L’autre jour, je parlais avec une amie de la vieillesse et de la mort. Elle me disait que ça ne la dérangeait pas de vieillir. Et moi j’affirmais le contraire. Mais ça n’était pas tout à fait exact. Je n’ai pas peur de vieillir, pourtant je trouve la brièveté de la vie humaine consternante. Il me semble que dès que l’on atteint l’âge de comprendre comment il peut être simple d’être heureux, on sent déjà que notre corps est éphémère. En fait, ces deux états son très liés. Le bonheur découle de la conscience aigue de la fin, on n’en sort pas. Voilà pourquoi j’ai dit à cette amie : «J’ai tellement de fun à la vivre cette vie-là, je ne peux pas concevoir qu’elle soit si brève!»
Ce soir. L’odeur du gazon frais coupé, le chant des grenouilles, le soleil qui rosissait le ciel, les petits oiseaux qui chantaient, mon papa souriant sur le tracteur à pelouse; j’avais les larmes aux yeux et j’étais plein de gratitude. J’ai couru sur le terrain pour vérifier que les fleurs vivaces, les petits arbres et les rosiers que j’ai plantés dans les dernières années étaient encore vivants. Je me suis exclamée en voyant que les pivoines étaient déjà en boutons. Je suis allée caresser les fleurs du poirier, j’ai recueilli quelques pétales qui sont tombés dans ma paume. J’ai farfouillé dans la terre pour le plaisir de la sentir entre mes doigts et sous mes ongles. Et je savais que j’écrivais pour ça, pour rendre hommage à tout ça.

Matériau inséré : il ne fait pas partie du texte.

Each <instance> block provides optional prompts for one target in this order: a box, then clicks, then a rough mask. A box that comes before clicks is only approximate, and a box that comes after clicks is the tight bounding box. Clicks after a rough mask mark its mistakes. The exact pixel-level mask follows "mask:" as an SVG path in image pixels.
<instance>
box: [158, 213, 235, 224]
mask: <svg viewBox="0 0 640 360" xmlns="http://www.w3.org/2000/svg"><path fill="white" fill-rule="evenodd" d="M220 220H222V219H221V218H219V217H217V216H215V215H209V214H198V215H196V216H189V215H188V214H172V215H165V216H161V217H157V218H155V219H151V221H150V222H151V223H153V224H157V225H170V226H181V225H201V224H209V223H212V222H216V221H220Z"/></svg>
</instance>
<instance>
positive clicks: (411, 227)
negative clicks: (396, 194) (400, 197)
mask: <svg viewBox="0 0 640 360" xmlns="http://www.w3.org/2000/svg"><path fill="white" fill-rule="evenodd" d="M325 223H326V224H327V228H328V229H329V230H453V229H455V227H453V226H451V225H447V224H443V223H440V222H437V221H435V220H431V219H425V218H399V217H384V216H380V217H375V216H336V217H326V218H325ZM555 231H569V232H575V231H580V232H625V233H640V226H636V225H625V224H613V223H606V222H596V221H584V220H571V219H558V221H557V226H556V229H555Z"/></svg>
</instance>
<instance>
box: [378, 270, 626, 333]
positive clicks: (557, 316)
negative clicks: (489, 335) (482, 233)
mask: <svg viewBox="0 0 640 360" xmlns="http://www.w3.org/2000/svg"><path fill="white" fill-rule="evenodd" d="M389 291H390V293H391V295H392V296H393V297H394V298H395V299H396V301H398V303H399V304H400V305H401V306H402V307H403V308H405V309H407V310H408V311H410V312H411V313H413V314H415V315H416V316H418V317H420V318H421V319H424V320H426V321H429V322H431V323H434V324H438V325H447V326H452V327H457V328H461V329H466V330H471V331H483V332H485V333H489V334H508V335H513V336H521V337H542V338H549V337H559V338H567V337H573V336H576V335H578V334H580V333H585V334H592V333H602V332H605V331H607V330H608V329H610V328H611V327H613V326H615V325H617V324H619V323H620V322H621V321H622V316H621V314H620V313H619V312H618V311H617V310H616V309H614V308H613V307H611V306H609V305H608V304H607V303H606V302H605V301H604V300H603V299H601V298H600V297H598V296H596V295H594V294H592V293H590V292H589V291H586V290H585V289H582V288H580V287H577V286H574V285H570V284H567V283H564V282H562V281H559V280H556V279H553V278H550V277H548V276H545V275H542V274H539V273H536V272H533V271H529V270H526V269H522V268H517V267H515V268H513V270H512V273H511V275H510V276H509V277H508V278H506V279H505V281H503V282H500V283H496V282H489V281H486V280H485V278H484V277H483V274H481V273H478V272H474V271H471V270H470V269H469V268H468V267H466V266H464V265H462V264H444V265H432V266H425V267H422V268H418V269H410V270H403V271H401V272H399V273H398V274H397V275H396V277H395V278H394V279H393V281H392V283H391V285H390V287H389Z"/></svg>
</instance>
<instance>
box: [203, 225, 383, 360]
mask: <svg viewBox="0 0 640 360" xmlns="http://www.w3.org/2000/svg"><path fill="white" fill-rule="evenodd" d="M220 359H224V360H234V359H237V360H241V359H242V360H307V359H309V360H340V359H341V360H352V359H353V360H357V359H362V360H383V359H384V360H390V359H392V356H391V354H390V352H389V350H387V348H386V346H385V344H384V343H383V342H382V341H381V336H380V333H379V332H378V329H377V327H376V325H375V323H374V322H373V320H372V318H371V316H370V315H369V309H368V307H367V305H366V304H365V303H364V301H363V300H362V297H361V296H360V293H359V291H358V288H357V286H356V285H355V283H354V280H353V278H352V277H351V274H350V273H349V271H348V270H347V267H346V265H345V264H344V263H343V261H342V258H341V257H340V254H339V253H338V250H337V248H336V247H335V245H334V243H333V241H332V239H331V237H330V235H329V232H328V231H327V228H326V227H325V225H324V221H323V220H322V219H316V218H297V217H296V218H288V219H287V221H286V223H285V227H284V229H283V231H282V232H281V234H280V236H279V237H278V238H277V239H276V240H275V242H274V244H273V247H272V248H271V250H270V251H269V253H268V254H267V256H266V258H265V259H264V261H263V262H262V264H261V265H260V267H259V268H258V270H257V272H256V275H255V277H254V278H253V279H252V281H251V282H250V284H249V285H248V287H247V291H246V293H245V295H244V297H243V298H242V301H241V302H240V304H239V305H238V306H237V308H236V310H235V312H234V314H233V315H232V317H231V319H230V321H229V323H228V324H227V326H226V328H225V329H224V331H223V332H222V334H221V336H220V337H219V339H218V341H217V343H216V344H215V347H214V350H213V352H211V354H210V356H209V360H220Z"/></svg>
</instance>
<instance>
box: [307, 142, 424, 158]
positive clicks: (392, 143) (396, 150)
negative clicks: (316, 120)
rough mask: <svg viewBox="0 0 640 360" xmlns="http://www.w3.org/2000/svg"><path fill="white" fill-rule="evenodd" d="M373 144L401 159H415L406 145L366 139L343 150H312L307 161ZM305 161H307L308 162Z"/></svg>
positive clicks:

Mon voisin tient une liste exhaustive de tous les oiseaux qu’il voit sur le terrain au printemps. Il note à quelle date ils sont arrivés. Chaque jour, il prend sa liste et il coche les oiseaux qu’il observe. Il écrit aussi à quel moment les feuilles des arbres, les plantes, les fleurs du poirier apparaissent. Cela peut sembler vain, mais je crois que ce geste est de la plus haute importance. Mon voisin note l’écoulement du temps et les choses qui changent doucement année après année. Je voudrais écrire un roman comme ça, qui ne ferait qu’énumérer les sortes de plantes et les noms d’oiseaux. Qui dirait que les choses meurent et que c’est pour ça qu’elles sont belles.
Je sais que ce texte peut sembler étrange et très peu engagé dans la période trouble que nous traversons. Mais j’ai la prétention d’affirmer qu’il est aussi engagé que tous les éditoriaux que nous avons vus passer depuis ces 100 jours de grève. Il est engagé comme les poèmes de Pessoa qui se contente d’affirmer qu’une fleur est une fleur. Parce que tout tient dans cette simple phrase. Une fleur est une fleur. Notre humanité consiste à voir cette fleur et à la nommer.
Alors en ces jours à la fois sombres et lumineux, j’aimerais que les êtres humains prennent le temps de s’arrêter et de voir.
Je sais que le monde en ressortirait changé.